As an actor I liked Buscemi the first time I ever saw him, as Charlie the Barber in Jarmusch’s Mystery Train, he was like an island of nerves, surrounded by the sea of cool that was Joe Strummer. Buscemi has made his name playing the roles no-one else can (or wants to); on film he’s the ultimate loser and if a director’s looking to cast for the character of ‘weird-looking, slightly nervous guy’, Buscemi’s name is always going be first on that list. One look at the roles he’s played over his 25 year career and it’s almost impossible to imagine anyone else playing these characters. Whether as the “kinda funny looking” Carl Showalter in Fargo, the scene-stealing Mr Pink in Reservoir Dogs or the down-trodden Theodore “Shut the fuck up Donny” Donald in The Big Lebowski, Buscemi always takes a role and unquestionably owns it. This is undoubtedly the case in one of his most recent roles as Buscemi fills the titular role in Hue Rhodes’ Dante inspired, low-budget debut feature Saint John of Las Vegas and ultimately steals the show.
After a run of bad luck, John (Steve Buscemi), a compulsive gambler, runs away from Las Vegas and toward a normal job and life. Taking a nondescript position in an auto insurance company in Albuquerque, he tries to get ahead in the straight world, amid the ever-present temptations of scratch-off lotto tickets.
When his boss, Mr. Townsend (Peter Dinklage), asks John to accompany his top fraud debunker, Virgil (Romany Malco) on an investigation of a dubious car “accident” near Vegas, John sees an opportunity to get a promotion, though he’s concerned about returning to the gambling game.
Through the journey, John’s confidence builds, and he realizes that he can’t escape his gambling addiction by running away from it—it will follow him wherever he goes. It’s only when he returns to Vegas and his experiences there finally send him on the path to breaking free.
Saint John of Las Vegas follows the wild and funny trip a guy has to take to discover there’s more than one way to hit the jackpot in life.
Ignoring Steve Buscemi for a moment, the plot of Saint John is nothing particularly original as our down on his luck anti-hero tries to turn his life around (in many ways Rhodes film is similar to Wayne Kramer’s 2003 film, The Cooler). However, the film is made by a series of strange encounters and some wonderful casting and is at its most successful when it hits its road movie section, as Buscemi and Malco head towards Vegas (a place not particularly beneficial for a compulsive gambler trying to kick the habit), trying to uncover the truth behind a suspicious insurance claim. Along the way they stumble into an array of peculiar situations, finding themselves face to face with the Flame Lord, getting a lap-dance with a wheelchair bound stripper and have their path blocked by a group of fire wielding naturists. Alongside Steve Buscemi, he finds himself surrounded by a wealth of strong performances, as Romany Malco (The 40 year old Virgin), Peter Dinklage (The Station Agent) and the strangely sexy Sarah Silverman all put in decent turns. There’s even a Buscemi style cameo from Tim Blake Nelson (O Brother, Where Art Thou?), playing a cowboy naturist who wont let anything unnatural pass into the reserve, unless it’s a gun…..or boots….or a cowboy hat.

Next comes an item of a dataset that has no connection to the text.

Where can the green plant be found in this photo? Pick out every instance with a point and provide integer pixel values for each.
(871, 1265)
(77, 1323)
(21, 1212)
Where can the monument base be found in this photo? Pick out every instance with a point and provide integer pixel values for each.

The film has received some pretty poor reviews so far, with some describing it as a pointlessly nonlinear narrative overflowing with superficial walk-on characters or a bad script that somehow got made into a bad movie with good people in it. Maybe this is just going to be one of those films that’s a bit of a secret indulgence for me, but how can you not like a film with a Steve Buscemi in such sparkling form. For me I’m with film critic Roger Moore in agreeing that is a film Buscemi was born to star in and how can that be a bad thing?